In recent years, there has been increasing attention paid to the development of Small Language Models (SLMs) as a more efficient and cost-effective alternative to Large Language Models (LLMs), which are resource-heavy and present operational challenges. In this context, researchers from the Department of Computer Science and Technology at Tsinghua University and Modelbest Inc. have introduced a new model known as MiniCPM.
Despite advancements in SLMs like the Phi series, TinyLlama, MobileLLM, and Gemma, there are still issues with replicating the comprehensive capabilities of LLMs and establishing efficient, scalable training methods. MiniCPM, which includes 1.2 billion and 2.4 billion non-embedding parameter variants, is designed to address these challenges. It achieves performance levels comparable to 7-13 billion parameter LLMs while placing a focus on the development of SLMs.
Alongside its scalable approach to both model and data dimensions, MiniCPM also utilizes a novel technique known as the Warmup-Stable-Decay (WSD) learning rate scheduler. This facilitates continuous training and domain adaptation, contributing to a more efficient understanding of the data-model scaling law. Variants of MiniCPM, including MiniCPM-DPO, MiniCPM-MoE, and MiniCPM-128K, have also been introduced.
A key part of MiniCPM’s approach is the use of the Cosine Learning Rate Scheduler (LRS), used to adjust learning rates during training. Although complex, its process allows it to find global and local optima efficiently and effectively.
Analyzing the performance of MiniCPM-2.4B found that it generally outperformed Mistral-7B-v0.1 in Chinese language tasks and achieved similar outcomes in English.

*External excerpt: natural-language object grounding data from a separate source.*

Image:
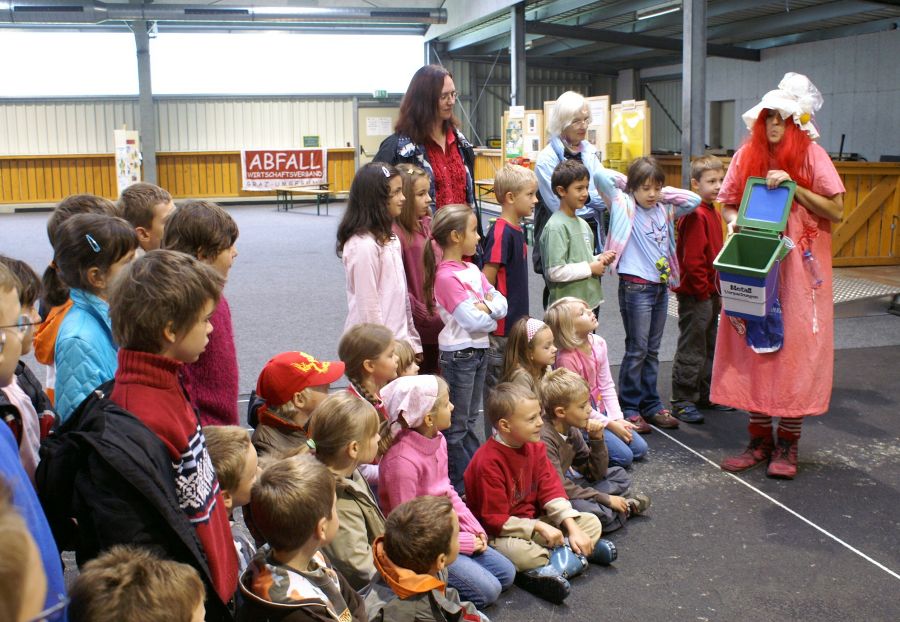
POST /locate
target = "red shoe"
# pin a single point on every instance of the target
(758, 451)
(784, 460)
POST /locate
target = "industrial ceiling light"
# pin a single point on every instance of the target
(659, 9)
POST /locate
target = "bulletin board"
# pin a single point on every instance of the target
(523, 136)
(598, 130)
(374, 125)
(630, 125)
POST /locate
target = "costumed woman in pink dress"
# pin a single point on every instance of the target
(755, 369)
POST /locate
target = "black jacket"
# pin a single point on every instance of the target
(109, 472)
(35, 392)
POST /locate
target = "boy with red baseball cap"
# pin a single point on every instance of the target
(290, 386)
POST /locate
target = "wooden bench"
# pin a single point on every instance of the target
(285, 196)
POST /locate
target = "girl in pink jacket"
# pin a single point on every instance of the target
(371, 253)
(416, 464)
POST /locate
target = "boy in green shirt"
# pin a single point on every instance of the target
(570, 266)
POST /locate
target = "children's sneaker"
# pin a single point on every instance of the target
(545, 582)
(638, 503)
(758, 451)
(687, 412)
(663, 419)
(640, 426)
(604, 553)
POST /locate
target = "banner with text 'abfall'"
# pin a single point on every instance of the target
(268, 169)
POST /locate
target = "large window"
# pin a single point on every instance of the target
(48, 64)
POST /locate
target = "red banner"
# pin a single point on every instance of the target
(268, 169)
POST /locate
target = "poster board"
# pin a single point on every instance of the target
(630, 125)
(374, 124)
(598, 130)
(128, 158)
(265, 170)
(523, 136)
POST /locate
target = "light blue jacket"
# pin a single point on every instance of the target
(86, 355)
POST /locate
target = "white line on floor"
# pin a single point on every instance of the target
(781, 505)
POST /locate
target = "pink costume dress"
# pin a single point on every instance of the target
(796, 380)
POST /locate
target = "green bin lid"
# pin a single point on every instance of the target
(765, 208)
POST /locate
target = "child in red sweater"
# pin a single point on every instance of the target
(516, 494)
(160, 310)
(699, 241)
(209, 233)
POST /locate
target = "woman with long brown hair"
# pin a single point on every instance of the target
(427, 135)
(793, 379)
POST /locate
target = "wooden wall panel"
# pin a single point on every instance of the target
(213, 174)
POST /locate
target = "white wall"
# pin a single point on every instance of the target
(859, 77)
(46, 127)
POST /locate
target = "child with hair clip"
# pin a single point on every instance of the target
(585, 353)
(406, 359)
(642, 235)
(416, 465)
(413, 228)
(55, 302)
(343, 434)
(470, 307)
(90, 250)
(530, 353)
(372, 256)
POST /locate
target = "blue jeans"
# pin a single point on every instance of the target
(621, 453)
(480, 579)
(643, 309)
(464, 372)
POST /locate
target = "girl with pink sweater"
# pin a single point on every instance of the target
(584, 352)
(416, 464)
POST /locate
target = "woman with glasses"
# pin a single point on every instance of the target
(427, 136)
(567, 129)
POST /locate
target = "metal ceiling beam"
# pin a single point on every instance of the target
(97, 12)
(793, 19)
(645, 41)
(864, 28)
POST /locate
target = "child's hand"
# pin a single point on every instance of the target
(595, 429)
(607, 257)
(622, 429)
(551, 534)
(480, 543)
(579, 541)
(618, 504)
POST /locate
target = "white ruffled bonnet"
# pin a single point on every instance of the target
(795, 98)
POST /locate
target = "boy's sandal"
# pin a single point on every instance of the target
(663, 419)
(640, 426)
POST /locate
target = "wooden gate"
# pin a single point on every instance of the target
(869, 234)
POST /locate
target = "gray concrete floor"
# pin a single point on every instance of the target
(825, 546)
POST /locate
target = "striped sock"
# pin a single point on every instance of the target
(789, 429)
(760, 425)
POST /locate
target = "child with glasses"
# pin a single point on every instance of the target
(23, 404)
(89, 252)
(372, 255)
(23, 494)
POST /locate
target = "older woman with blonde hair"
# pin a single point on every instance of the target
(567, 129)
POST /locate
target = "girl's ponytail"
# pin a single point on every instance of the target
(448, 219)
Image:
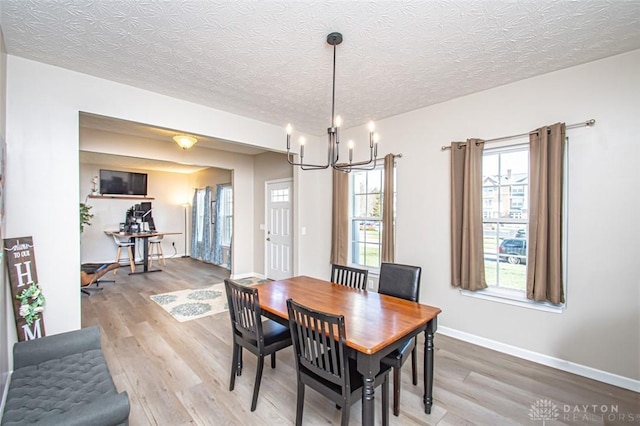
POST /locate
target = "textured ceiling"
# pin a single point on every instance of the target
(269, 60)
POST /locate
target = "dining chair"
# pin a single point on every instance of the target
(401, 281)
(250, 332)
(351, 277)
(122, 242)
(323, 362)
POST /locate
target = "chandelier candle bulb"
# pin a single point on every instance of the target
(333, 133)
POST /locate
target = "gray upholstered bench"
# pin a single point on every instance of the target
(63, 380)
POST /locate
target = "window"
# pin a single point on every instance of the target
(200, 207)
(365, 217)
(505, 174)
(226, 214)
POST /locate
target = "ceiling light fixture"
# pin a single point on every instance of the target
(185, 142)
(333, 155)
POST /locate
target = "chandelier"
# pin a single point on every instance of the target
(333, 154)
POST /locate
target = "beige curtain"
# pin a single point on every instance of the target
(467, 252)
(388, 229)
(544, 256)
(340, 219)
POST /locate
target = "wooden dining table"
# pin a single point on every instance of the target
(375, 324)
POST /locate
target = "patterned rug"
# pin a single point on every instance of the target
(185, 305)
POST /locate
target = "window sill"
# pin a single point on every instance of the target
(511, 297)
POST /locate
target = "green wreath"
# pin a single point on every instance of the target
(31, 303)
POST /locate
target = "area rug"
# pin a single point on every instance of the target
(185, 305)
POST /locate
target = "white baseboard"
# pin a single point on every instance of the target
(560, 364)
(7, 380)
(247, 275)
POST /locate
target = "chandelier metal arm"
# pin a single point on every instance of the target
(333, 134)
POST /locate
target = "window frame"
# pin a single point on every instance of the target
(517, 297)
(368, 219)
(226, 216)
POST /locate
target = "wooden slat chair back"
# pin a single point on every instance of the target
(349, 276)
(323, 362)
(261, 338)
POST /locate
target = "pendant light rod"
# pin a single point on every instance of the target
(333, 134)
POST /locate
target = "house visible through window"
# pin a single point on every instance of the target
(365, 217)
(226, 214)
(505, 184)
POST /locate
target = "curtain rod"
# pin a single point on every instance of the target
(587, 123)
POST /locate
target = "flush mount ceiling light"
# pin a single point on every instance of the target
(333, 156)
(184, 141)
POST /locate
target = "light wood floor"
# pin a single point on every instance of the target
(178, 373)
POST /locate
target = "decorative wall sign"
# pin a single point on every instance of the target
(26, 294)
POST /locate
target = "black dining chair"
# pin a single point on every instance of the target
(260, 337)
(351, 277)
(401, 281)
(323, 362)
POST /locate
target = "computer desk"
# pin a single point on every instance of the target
(144, 236)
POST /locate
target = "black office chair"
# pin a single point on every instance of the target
(261, 338)
(322, 361)
(401, 281)
(351, 277)
(92, 273)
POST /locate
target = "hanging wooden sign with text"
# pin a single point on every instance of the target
(26, 294)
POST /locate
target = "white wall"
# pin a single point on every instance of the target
(600, 328)
(6, 311)
(165, 188)
(43, 105)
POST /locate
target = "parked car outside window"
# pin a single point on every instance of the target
(513, 250)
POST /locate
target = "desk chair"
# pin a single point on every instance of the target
(262, 338)
(92, 273)
(350, 277)
(401, 281)
(323, 362)
(123, 242)
(155, 245)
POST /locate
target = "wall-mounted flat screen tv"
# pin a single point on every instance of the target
(113, 182)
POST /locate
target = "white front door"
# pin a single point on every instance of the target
(279, 226)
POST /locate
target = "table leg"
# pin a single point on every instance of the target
(368, 366)
(145, 251)
(428, 364)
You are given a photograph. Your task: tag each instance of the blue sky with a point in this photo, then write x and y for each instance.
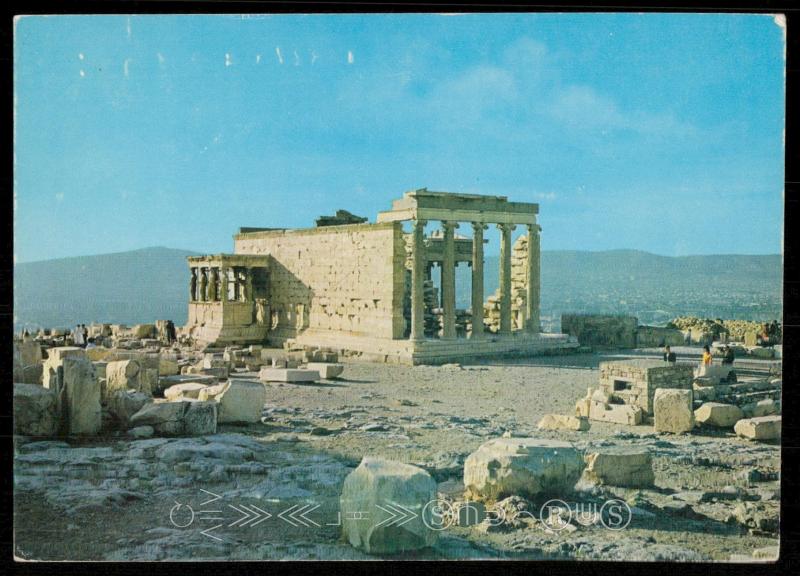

It also surpassed Llama2-13B in most areas, with the exception of Model-Based Machine Learning (MMLU), Bridging the Gap between Human and Machine Commonsense Reading Comprehension (BBH), and Hyperspace Analogue to Language Scoring Model (HellaSwag). Interestingly, researchers noted that BBH, a knowledge-oriented dataset, seems to prove more difficult for SLMs than LLMs, implying that reasoning ability is more reliant on model size than knowledge.
In conclusion, this research paper represents a significant development in the study of SLMs. The scalable approach to training methods taken by MiniCPM demonstrates their potential not just as a more efficient alternative to LLMs, but also a viable tool for enhancing the ability of larger models. The WSD scheduler, in particular, shows promise for future LLM development, and the researchers plan to further enhance MiniCPM through scaling in both model and data size. To fully understand its benefits and the potential it holds for the future of AI, the researchers plan to further analyze the decrease in loss during the decay stage of the WSD scheduler’s operation.